La realtà dell’associazione AUMOHD opera in un territorio minato, quale quello della difesa dei diritti dei lavoratori haitiani. Ogni giorno le porte dell’associazione si aprono a raccogliere decine e decine di haitiani, a cui viene servita assistenza legale gratuita.  Il team di avvocati di AUMOHD ha a che fare con più di tremila lavoratori, ed è l’unica organizzazione effettivamente operativa a Port au Prince.  In un paese in cui l’orientamento verso la violenza sembra essere la regola e la soluzione di tutto, quella dell’associazione di Evel Fanfan è l’unica entità ad impegnarsi rispetto alla vastità dei problemi del settore, ai conflitti che coinvolgono i datori di lavoro e i dipendenti, agli scontri che si verificano su base giornaliera e al vissuto dei lavoratori.

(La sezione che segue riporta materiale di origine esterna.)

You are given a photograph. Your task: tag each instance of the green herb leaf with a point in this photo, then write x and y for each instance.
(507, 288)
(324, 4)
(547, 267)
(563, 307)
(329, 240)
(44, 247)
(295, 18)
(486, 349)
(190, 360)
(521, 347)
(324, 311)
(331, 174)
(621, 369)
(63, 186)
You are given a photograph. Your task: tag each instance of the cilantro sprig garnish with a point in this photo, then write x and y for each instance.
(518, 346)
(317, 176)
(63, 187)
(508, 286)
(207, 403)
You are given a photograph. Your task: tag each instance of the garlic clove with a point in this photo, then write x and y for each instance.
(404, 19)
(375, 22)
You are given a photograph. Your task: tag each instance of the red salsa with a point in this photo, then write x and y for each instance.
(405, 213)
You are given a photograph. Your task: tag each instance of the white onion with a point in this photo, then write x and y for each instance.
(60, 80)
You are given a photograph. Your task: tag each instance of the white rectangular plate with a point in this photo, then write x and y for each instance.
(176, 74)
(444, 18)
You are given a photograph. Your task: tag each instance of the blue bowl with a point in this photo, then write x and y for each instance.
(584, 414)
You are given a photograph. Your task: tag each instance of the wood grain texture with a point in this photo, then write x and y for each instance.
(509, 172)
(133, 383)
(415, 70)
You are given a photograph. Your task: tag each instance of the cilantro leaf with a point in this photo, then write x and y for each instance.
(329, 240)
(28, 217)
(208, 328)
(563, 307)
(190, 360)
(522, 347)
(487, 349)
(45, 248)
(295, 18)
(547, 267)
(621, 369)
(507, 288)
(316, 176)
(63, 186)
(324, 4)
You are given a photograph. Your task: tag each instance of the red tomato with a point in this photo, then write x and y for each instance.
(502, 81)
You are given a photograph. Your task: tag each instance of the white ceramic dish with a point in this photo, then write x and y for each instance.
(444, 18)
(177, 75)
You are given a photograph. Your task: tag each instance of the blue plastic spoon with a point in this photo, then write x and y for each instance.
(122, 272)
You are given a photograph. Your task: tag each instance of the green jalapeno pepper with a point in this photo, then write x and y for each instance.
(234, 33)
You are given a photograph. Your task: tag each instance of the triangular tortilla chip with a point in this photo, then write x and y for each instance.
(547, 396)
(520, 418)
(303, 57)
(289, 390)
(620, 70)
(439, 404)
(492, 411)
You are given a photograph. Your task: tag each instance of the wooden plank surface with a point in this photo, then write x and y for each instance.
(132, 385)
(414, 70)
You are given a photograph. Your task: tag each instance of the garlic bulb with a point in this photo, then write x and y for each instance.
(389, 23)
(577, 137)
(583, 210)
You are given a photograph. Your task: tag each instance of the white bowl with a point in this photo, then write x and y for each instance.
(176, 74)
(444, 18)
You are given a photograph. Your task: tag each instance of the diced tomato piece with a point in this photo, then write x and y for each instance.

In questi ultimi mesi il giovane avvocato haitiano è impegnato in un progetto molto ambizioso: realizzare una radio che rappresenti la voce dei lavoratori ed operai di Haiti. “Siamo l’unico paese dei Caraibi e dell’America Latina a non avere una stazione radio per la nostra forza lavoro – sottolinea Fanfan – è fondamentale poter disporre di un organo di informazione e di sensibilizzazione, orientamento e formazione a livello nazionale”.

Crede molto in questo progetto il presidente dell’AUMOHD: “Il suo impatto sarà significativo, dal momento che, accanto ad una missione educativa, la radio permetterà di decongestionare e ridurre la pressione sul Tribunale Speciale del Lavoro”.  A detta di Fanfan infatti l’emittente consentirebbe di ridurre i casi minori e, soprattutto, i casi di detenzione preventiva attraverso le stazioni di polizia, “frequente causa – secondo l’avvocato haitiano – di atti di violenza derivanti da abusi sul posto di lavoro”. Inoltre, una stazione radio permetterebbe di sottrarre i diretti interessati all’improduttività e all’alto costo delle spese legali”.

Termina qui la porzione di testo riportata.